Kendrè Crawford- Blue
Junior, UPrep


Race is the ultimate outcome in today’s public education system.

Especially with more than half of  Pittsburgh’s Public School district being African American, 55% to be exact. With the achievement gap being one of the five key focus points of The State of the District meeting it seems to be one of the most critical areas of interest. Studies show that from the 2008-09 to the 2011-12 school years on average 30% more white students have been “Promise-Ready”  or meet the 2.5 GPA 90% attendance requirement. That’s the bare minimum. If they’re in the same classroom, learning the same curriculum how is that even possible? 

The District sets out plenty of plans to decrease this gap but the gap doesn’t seem to budge. You set these goals that should be achieved within a certain amount of years but what about the African American kids who are in school now. If you don’t do something now more and more kids will slowly fall behind. What about my niece and nephews who are the future of not only you but me as well? You shouldn’t have to have professional development for teachers to better understand how to teach a black kid. Race is a significant issue but why does it always have to come down to a black student and a white student. You now want to implement these effective teacher plans but if you would have done that years and years ago race wouldn’t be an issue. 

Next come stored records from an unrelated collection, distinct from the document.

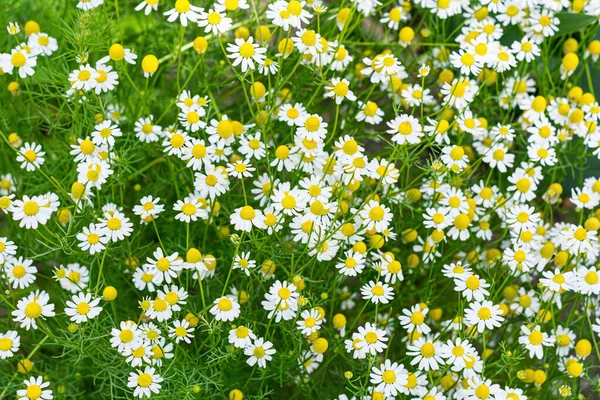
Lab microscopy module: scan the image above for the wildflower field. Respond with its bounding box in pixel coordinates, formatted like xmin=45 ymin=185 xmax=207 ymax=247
xmin=0 ymin=0 xmax=600 ymax=400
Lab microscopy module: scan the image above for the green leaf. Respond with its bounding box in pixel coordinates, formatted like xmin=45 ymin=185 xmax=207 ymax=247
xmin=556 ymin=12 xmax=598 ymax=35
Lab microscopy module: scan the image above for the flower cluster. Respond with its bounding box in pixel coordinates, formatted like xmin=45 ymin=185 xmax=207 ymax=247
xmin=0 ymin=0 xmax=600 ymax=400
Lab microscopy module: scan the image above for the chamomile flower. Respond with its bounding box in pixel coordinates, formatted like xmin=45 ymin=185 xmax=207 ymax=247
xmin=227 ymin=36 xmax=267 ymax=72
xmin=4 ymin=257 xmax=37 ymax=289
xmin=16 ymin=141 xmax=46 ymax=172
xmin=406 ymin=337 xmax=444 ymax=371
xmin=17 ymin=376 xmax=53 ymax=400
xmin=210 ymin=296 xmax=240 ymax=321
xmin=65 ymin=293 xmax=102 ymax=324
xmin=198 ymin=9 xmax=232 ymax=35
xmin=173 ymin=194 xmax=208 ymax=224
xmin=0 ymin=330 xmax=21 ymax=360
xmin=325 ymin=78 xmax=356 ymax=105
xmin=11 ymin=195 xmax=53 ymax=229
xmin=398 ymin=304 xmax=431 ymax=335
xmin=360 ymin=281 xmax=394 ymax=304
xmin=169 ymin=319 xmax=194 ymax=344
xmin=454 ymin=274 xmax=490 ymax=301
xmin=465 ymin=300 xmax=504 ymax=333
xmin=261 ymin=281 xmax=300 ymax=322
xmin=135 ymin=0 xmax=158 ymax=15
xmin=296 ymin=308 xmax=323 ymax=336
xmin=519 ymin=325 xmax=555 ymax=359
xmin=127 ymin=368 xmax=163 ymax=399
xmin=370 ymin=360 xmax=408 ymax=396
xmin=0 ymin=49 xmax=37 ymax=79
xmin=387 ymin=114 xmax=423 ymax=145
xmin=164 ymin=0 xmax=202 ymax=26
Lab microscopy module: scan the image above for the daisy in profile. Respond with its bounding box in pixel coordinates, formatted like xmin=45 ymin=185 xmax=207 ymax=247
xmin=77 ymin=155 xmax=113 ymax=189
xmin=454 ymin=274 xmax=490 ymax=301
xmin=336 ymin=250 xmax=366 ymax=276
xmin=325 ymin=78 xmax=356 ymax=105
xmin=244 ymin=337 xmax=276 ymax=368
xmin=0 ymin=331 xmax=21 ymax=360
xmin=11 ymin=195 xmax=52 ymax=229
xmin=360 ymin=281 xmax=394 ymax=304
xmin=164 ymin=0 xmax=202 ymax=26
xmin=0 ymin=49 xmax=37 ymax=79
xmin=198 ymin=8 xmax=232 ymax=35
xmin=69 ymin=64 xmax=100 ymax=92
xmin=214 ymin=0 xmax=250 ymax=12
xmin=4 ymin=257 xmax=37 ymax=289
xmin=150 ymin=337 xmax=175 ymax=367
xmin=65 ymin=292 xmax=102 ymax=324
xmin=17 ymin=376 xmax=53 ymax=400
xmin=12 ymin=290 xmax=54 ymax=330
xmin=0 ymin=237 xmax=17 ymax=264
xmin=210 ymin=296 xmax=240 ymax=321
xmin=135 ymin=0 xmax=158 ymax=15
xmin=358 ymin=322 xmax=389 ymax=355
xmin=465 ymin=375 xmax=508 ymax=400
xmin=229 ymin=206 xmax=266 ymax=232
xmin=227 ymin=36 xmax=267 ymax=73
xmin=358 ymin=200 xmax=393 ymax=232
xmin=127 ymin=368 xmax=163 ymax=399
xmin=519 ymin=324 xmax=555 ymax=359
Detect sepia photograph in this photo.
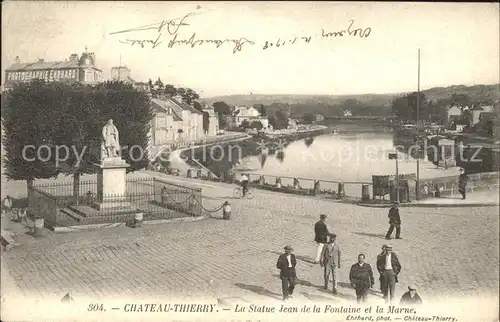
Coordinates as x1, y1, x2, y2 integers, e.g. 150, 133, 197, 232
0, 1, 500, 322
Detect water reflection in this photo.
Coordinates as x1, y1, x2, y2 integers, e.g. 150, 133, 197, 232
276, 151, 285, 163
189, 132, 452, 181
304, 137, 314, 147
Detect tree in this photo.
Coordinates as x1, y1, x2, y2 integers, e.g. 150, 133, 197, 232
240, 120, 250, 129
203, 112, 210, 134
2, 80, 62, 194
213, 101, 231, 115
213, 101, 231, 129
250, 121, 264, 130
304, 113, 316, 124
181, 88, 200, 104
163, 84, 177, 96
193, 101, 203, 112
253, 104, 267, 116
4, 81, 153, 199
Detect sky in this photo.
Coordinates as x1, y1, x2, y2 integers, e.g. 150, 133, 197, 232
2, 1, 500, 97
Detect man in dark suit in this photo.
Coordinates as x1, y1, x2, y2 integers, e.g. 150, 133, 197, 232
349, 254, 375, 303
399, 285, 422, 306
314, 214, 329, 264
377, 245, 401, 303
319, 234, 341, 294
458, 168, 469, 199
385, 201, 401, 239
377, 245, 387, 292
276, 245, 297, 301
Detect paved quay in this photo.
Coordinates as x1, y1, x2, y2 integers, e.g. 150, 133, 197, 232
2, 172, 499, 314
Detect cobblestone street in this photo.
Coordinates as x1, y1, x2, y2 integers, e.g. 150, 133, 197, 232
2, 171, 499, 312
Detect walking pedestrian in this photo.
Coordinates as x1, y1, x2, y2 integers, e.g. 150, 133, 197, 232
377, 245, 401, 303
349, 254, 374, 303
458, 168, 469, 199
319, 234, 341, 294
276, 245, 297, 301
2, 195, 12, 215
385, 201, 401, 239
399, 285, 422, 306
314, 214, 329, 264
377, 245, 387, 292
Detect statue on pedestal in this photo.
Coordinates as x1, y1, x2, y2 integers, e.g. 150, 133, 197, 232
101, 119, 120, 159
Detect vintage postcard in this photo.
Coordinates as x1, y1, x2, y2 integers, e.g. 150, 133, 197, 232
0, 1, 500, 322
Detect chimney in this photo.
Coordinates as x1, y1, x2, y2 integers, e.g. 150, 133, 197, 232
173, 94, 184, 103
69, 54, 78, 63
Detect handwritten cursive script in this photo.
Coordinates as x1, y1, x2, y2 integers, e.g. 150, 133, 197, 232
321, 20, 372, 38
110, 12, 195, 35
110, 12, 255, 54
168, 32, 255, 54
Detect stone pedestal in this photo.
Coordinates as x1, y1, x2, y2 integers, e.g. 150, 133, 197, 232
93, 158, 130, 211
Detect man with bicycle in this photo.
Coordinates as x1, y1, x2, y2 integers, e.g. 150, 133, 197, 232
240, 173, 249, 197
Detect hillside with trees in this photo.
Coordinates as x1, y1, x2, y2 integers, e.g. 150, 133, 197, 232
205, 84, 500, 118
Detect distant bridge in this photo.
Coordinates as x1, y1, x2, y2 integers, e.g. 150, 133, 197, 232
325, 116, 389, 121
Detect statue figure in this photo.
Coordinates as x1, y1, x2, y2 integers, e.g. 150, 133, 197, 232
102, 119, 120, 159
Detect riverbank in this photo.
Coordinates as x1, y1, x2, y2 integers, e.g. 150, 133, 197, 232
150, 132, 251, 162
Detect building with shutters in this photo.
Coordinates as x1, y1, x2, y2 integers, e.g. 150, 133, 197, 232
4, 48, 103, 89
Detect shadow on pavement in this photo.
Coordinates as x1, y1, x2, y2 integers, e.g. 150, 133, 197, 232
353, 232, 385, 239
234, 283, 282, 300
269, 250, 314, 264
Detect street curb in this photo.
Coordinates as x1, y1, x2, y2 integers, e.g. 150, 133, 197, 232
49, 216, 208, 233
357, 202, 499, 208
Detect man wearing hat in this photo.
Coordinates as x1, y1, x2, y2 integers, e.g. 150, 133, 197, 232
349, 254, 374, 303
276, 245, 297, 301
458, 168, 469, 199
319, 234, 341, 294
314, 214, 329, 264
385, 201, 401, 239
399, 285, 422, 306
377, 245, 387, 292
377, 245, 401, 303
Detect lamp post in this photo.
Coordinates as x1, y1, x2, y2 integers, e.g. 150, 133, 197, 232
389, 150, 399, 202
416, 48, 422, 200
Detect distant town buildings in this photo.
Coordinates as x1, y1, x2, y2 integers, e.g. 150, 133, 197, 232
4, 49, 103, 89
111, 66, 149, 91
342, 109, 352, 117
150, 96, 219, 146
226, 105, 269, 128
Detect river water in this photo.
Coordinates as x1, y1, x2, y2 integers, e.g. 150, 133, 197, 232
192, 125, 458, 182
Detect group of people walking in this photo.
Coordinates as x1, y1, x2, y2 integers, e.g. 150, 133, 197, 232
276, 211, 422, 305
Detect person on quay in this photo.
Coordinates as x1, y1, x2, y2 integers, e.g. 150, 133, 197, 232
399, 285, 422, 306
319, 233, 341, 294
240, 173, 250, 197
385, 201, 401, 239
377, 245, 387, 292
2, 195, 12, 215
240, 173, 250, 197
276, 245, 297, 301
458, 168, 469, 199
349, 254, 375, 303
377, 245, 401, 303
314, 214, 329, 264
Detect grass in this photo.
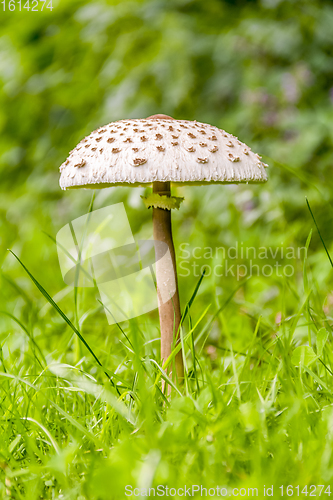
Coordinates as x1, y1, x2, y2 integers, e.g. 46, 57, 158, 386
0, 189, 333, 500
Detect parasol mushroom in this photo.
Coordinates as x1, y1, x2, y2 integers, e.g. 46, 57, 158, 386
60, 115, 267, 379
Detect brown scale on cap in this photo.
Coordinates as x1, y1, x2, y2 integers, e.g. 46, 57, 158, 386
133, 158, 147, 167
147, 115, 173, 120
74, 160, 86, 168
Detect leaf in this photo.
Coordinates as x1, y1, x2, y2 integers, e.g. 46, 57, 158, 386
291, 345, 318, 366
317, 328, 328, 356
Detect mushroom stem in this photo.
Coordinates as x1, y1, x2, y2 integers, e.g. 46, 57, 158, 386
153, 182, 184, 380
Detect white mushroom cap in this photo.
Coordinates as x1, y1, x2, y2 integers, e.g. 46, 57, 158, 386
60, 115, 267, 189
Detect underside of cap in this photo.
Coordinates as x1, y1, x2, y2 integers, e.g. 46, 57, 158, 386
60, 115, 267, 189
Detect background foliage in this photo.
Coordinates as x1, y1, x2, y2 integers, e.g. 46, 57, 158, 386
0, 0, 333, 499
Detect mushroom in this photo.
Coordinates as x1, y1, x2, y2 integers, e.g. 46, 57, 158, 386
60, 115, 267, 379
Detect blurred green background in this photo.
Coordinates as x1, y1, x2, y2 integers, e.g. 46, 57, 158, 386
0, 0, 333, 498
0, 0, 333, 336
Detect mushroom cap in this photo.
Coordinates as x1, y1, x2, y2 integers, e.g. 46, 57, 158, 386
60, 115, 267, 189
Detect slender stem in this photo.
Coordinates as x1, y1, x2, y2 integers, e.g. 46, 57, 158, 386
153, 182, 184, 380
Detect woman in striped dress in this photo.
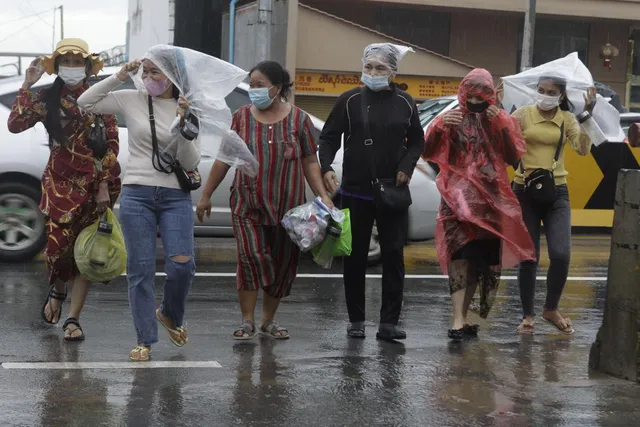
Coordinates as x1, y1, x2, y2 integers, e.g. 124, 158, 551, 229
196, 61, 333, 340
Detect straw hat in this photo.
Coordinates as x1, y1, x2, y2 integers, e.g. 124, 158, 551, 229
42, 38, 104, 75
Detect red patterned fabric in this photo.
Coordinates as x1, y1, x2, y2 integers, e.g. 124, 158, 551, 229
424, 69, 536, 274
8, 85, 121, 283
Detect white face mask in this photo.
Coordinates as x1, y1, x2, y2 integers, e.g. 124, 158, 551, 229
536, 93, 560, 111
58, 67, 87, 86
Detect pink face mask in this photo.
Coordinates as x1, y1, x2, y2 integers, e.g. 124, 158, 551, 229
142, 78, 171, 96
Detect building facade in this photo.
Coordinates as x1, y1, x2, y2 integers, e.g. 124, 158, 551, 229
304, 0, 640, 111
129, 0, 640, 119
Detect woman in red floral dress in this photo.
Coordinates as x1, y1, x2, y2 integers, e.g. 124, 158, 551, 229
8, 39, 120, 341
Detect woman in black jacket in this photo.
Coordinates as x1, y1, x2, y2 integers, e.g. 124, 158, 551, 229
320, 43, 424, 340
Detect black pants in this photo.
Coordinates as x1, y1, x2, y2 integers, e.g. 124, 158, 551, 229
513, 184, 571, 316
341, 196, 409, 325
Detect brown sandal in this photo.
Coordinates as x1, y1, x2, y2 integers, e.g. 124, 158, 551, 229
129, 345, 151, 362
156, 309, 189, 347
518, 320, 535, 335
542, 316, 575, 335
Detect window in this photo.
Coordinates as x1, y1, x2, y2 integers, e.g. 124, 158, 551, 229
375, 6, 451, 55
516, 18, 591, 71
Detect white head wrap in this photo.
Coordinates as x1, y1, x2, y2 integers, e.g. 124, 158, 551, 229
132, 45, 258, 176
362, 43, 414, 74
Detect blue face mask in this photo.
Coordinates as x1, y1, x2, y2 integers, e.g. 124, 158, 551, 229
360, 73, 389, 92
249, 87, 275, 110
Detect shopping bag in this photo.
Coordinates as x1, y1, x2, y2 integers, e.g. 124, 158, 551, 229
333, 209, 351, 257
74, 209, 127, 283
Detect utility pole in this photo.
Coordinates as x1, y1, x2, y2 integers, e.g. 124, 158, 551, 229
256, 0, 272, 62
59, 5, 64, 40
520, 0, 536, 71
173, 0, 226, 58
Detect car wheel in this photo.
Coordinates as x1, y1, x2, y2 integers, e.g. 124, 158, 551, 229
0, 182, 47, 262
368, 225, 382, 266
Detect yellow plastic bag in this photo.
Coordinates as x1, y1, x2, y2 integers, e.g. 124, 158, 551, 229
74, 209, 127, 283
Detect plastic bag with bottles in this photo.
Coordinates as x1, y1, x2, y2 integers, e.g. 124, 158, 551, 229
282, 197, 344, 252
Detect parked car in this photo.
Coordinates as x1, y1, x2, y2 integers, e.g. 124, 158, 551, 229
0, 67, 440, 263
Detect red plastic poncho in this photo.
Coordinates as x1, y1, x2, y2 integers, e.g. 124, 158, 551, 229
424, 69, 536, 274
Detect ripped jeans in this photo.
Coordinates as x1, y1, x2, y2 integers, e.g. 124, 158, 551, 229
120, 185, 196, 346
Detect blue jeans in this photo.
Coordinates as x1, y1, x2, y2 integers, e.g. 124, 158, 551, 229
513, 184, 571, 316
120, 185, 196, 346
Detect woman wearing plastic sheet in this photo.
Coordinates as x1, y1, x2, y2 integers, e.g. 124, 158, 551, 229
196, 61, 333, 340
78, 45, 250, 361
320, 43, 424, 340
513, 76, 596, 334
424, 69, 535, 340
8, 38, 120, 341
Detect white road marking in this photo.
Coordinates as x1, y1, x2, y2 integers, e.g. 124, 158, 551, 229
2, 360, 222, 370
130, 273, 607, 282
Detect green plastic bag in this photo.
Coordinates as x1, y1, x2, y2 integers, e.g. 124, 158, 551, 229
74, 209, 127, 283
333, 209, 351, 256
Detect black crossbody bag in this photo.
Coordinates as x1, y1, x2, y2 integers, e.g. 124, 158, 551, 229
60, 98, 109, 161
149, 96, 202, 192
361, 88, 413, 211
519, 122, 564, 205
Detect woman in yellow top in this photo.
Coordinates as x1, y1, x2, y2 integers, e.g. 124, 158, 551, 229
513, 77, 596, 334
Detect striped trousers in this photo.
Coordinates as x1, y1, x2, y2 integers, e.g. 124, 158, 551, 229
232, 215, 300, 298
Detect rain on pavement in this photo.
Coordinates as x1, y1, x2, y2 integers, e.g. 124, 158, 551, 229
0, 236, 640, 427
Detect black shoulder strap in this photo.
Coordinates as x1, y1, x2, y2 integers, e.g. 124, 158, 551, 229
553, 122, 564, 162
148, 95, 173, 174
147, 95, 158, 150
360, 86, 377, 183
518, 121, 564, 175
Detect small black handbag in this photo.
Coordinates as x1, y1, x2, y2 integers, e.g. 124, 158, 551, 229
519, 122, 564, 205
149, 96, 202, 192
361, 87, 413, 211
87, 115, 108, 160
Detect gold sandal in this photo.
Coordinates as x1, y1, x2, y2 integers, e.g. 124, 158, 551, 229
156, 309, 189, 347
129, 345, 151, 362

If you would stop and find out what’s best for us students then maybe something would change. Closing school after school and pushing students into neighborhood schools that aren’t their own isn’t helping. Stop preparing our district for show and tell. Don’t worry about the people on the outside looking in. Worry about the students on the inside struggling to make it out.
 

I’m tired of race always being the first and last thing being thrown on the table. I’m a young black African American female who just happens to be above the measly 2.5 GPA Promise Ready requirements. Even though you have waited so long to realize that these gaps aren’t a joke I still commend you. 

The District’s slogan is “The Pathway to the Promise.” You throw on our report card whether we’re “Promise-Ready” or not and expect us to meet these average standards. You don’t throw out any challenges. Here we are Junior year, crunch time. With most students being the first in their family to go to college, they are only left with whether they are “Promise-Ready” or not. 

I commend you for implementing these many plans, but there’s so much more to it. Once again if you would stop preparing our district for show and tell then you would understand continually changing the District’s curricula, giving teachers a little PD, and telling whether we meet some witless standards is not what’s going to give you an effective first choice district. Stop blaming family background and newbie hood involvement. Just consider the student for just two seconds. Consider the fact that students will be in your place one day. Students are your future. Come a little harder if you really want to make a change. We want an educated diverse world. We all want to be on the Pathway to and past the Promise.